Currently an umpire can impose an on-the-spot penalty if he believes that the condition of the ball has been unfairly altered.
But, Pakistan captain Inzamam-ul-Haq was found not guilty of ball-tampering charges yesterday by ICC chief referee Ranjan Madugalle because of insufficient evidence.
''Unless you see them actually tampering with the cricket ball I don't think there's a lot you can do about it,'' Bird told BBC News 24.
''I would bring that into that law. I wouldn't say you could do what you want with a cricket ball -- you could use a razor blade, a bottle top or anything then and that would be unfair.

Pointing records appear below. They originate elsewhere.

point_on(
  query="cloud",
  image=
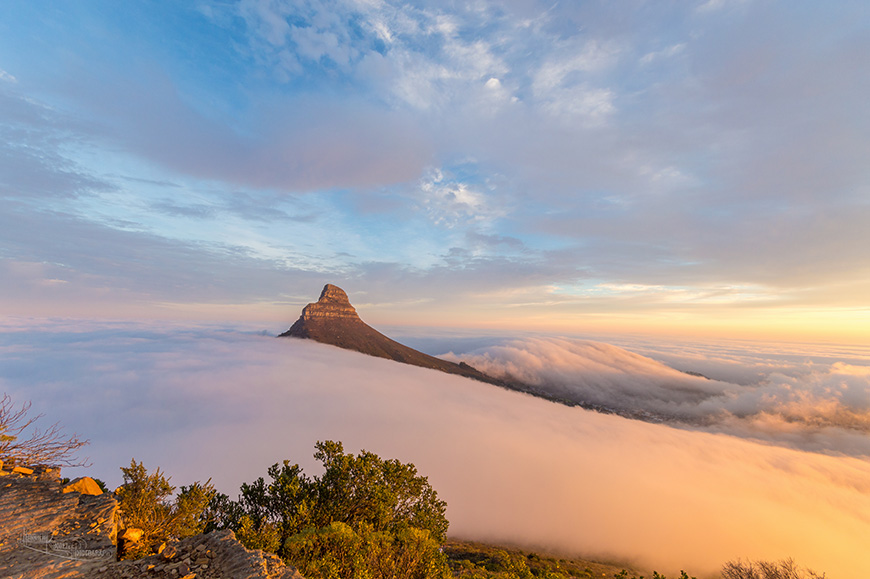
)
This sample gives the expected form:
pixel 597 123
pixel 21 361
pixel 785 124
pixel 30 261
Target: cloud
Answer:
pixel 818 406
pixel 217 402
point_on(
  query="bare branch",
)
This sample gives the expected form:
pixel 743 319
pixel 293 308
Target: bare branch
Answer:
pixel 50 447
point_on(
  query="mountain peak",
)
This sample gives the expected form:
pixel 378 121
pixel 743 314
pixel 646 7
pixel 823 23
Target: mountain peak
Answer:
pixel 332 320
pixel 333 304
pixel 333 293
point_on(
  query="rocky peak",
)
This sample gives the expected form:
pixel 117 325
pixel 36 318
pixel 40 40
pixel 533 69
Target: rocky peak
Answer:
pixel 333 303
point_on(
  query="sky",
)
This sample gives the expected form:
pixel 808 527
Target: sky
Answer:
pixel 687 167
pixel 761 478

''My hunch is you need to have concrete evidence to substantiate serious allegations,'' Bird, one of the most respected umpires of his times, said.

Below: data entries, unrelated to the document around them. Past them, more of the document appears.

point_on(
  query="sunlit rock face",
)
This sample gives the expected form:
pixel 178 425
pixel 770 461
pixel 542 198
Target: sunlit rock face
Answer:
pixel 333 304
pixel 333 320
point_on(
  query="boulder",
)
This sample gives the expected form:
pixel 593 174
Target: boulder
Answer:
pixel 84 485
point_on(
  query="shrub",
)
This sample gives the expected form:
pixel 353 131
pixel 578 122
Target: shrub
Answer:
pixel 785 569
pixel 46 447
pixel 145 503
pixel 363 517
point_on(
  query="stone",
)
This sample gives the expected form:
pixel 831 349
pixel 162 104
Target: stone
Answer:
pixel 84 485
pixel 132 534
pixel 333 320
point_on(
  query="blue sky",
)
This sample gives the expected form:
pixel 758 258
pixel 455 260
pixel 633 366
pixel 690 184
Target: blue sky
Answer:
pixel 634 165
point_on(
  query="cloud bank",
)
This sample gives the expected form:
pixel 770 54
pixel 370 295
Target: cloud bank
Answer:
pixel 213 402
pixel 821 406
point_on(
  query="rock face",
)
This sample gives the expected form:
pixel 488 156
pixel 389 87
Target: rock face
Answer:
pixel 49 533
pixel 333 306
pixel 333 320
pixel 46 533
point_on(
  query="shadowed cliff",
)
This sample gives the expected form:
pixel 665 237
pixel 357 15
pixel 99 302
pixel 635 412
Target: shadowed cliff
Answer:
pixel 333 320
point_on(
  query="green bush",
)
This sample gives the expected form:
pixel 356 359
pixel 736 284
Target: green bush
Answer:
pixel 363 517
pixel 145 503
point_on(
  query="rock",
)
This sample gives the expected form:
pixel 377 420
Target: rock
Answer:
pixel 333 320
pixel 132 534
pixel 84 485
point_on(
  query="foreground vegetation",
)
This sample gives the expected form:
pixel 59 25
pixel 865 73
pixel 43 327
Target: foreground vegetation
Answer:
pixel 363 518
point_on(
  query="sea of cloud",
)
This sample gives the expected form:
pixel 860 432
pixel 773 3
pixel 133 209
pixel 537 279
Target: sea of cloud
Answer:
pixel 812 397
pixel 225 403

Madugalle made the not-guilty judgement on the charge laid against Inzamam during last month's fourth Test against England at the Oval.
At a subsequent news conference, when asked whether the law is now completely unenforceable without unambiguous video evidence, Madugalle said ''at this moment I don't know whether I can really answer in a concrete fashion.'' Meanwhile, former England captain Bob Willis said Inzamam escaped with a ''weak punishment'' at the ICC disciplinary hearing and the Pakistan captain's previous behaviour should have resulted in a stiffer sanction.
''Inzamam is a very lucky lad. Considering his previous record of appearances before the beak, he is very lucky indeed. It is a fairly weak punishment,'' Willis was quoted as saying by Daily Mail.